In the Guardian yesterday, the British minister Peter Hain argued that “the values that the terrorists attacked last week were human rights, democracy and the rule of law”. If this is so, then the terrorists have won already. The presumption of innocence is just one of the human rights both Mr Hain and Mr Bush appear prepared to abandon in response to the attacks. Operation Infinite Justice begins with the renunciation of justice. The force Bush and Blair have mobilised is a gigantic death squad, dispatched to enact extrajudicial executions.

Already the deployment has almost certainly killed more innocent people than the terrorist outrage in New York. The UN world food programme has pulled out of a country in which 5.5 million are at imminent risk of starvation. The victims are invisible, their language incomprehensible, so the world neither knows nor cares.
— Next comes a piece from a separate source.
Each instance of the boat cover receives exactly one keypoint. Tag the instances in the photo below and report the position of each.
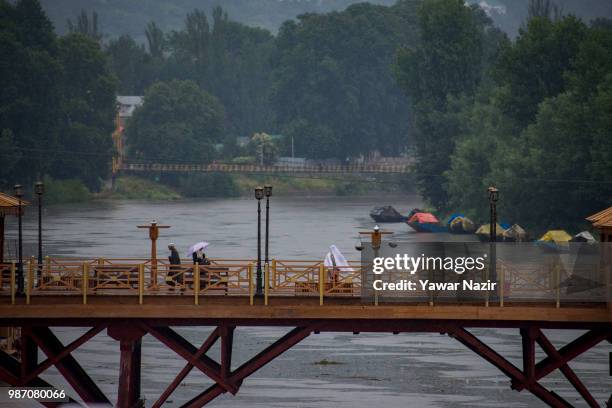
(424, 218)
At a vast anti-war meeting in London on Friday, I saw just how unfairly we objectors have been characterised. When I described what happened in New York as a crime against humanity, only one person in the hall demurred (“it was self-defence!”), and he was immediately shouted down by what appeared to be the entire audience. No one suggested that the victims of the attack deserved what they got. No one advocated the appeasement of terrorists. But, just as the militarists need a single Hitler-like figure to launch their new world war, they also need to invoke a fabled set of beliefs which allows the pacifists to be dismissed before they have been heard.

But in one respect we have not, perhaps, made ourselves sufficiently clear. Assuming the unassumable, namely that Bin Laden was responsible and that he and his lieutenants are still in Afghanistan, how would we deal with them? The answer is obvious: let’s cut out the world war and go straight to Nuremburg.

This begs the question, of course, of how we would extract the defendants. I believe that this is a lot less complicated than the militarists have made it. Until a few years ago, the Afghan people regarded the western powers as their allies, as they fought to rid themselves of a brutal Soviet occupation. We squandered their goodwill when we encouraged the Taliban to move in as an ideological bulwark against communism. But reclaiming it, in Afghanistan’s desperate circumstances, is surely only a matter of months.

Vast humanitarian interventions, dragging the population back from the brink of famine, would show the people that, unlike the Taliban, the West is on their side. The Taliban thrive on the fear of outsiders, which, as far as Afghans are concerned, has so far been amply justified. If the outside world proves that it is friendly, not hostile, the regime’s grip begins to weaken. As the debilitated population begins to recover, the Taliban’s chances of retaining power will be approximately zero. Bin Laden, long hated and feared by most Afghans, would be handed over just as soon as they could grab him.

All this, of course, will take time, and it’s not hard to see why the American people want instant results. But justice requires patience, and infinite justice requires infinite patience. The great advantage of this strategy is that it’s safe. Far from spawning future conflicts, it is likely to defuse them. Far from immersing a new generation in hatred of the West, it’s likely to inculcate a hatred of those who would deprive them of friendly contact with outsiders. Far from triggering off fundamentalist uprisings all over the Muslim world, it could lead to a new understanding between cultures, even a sense of common purpose. The likes of Bin Laden would then have nowhere to hide.

And there’s an accidental by-product, which has nothing to do with the West’s strategic objectives. Rather than killing thousands of civilians, we would save the lives of millions. Let’s make this the era of collateral repair.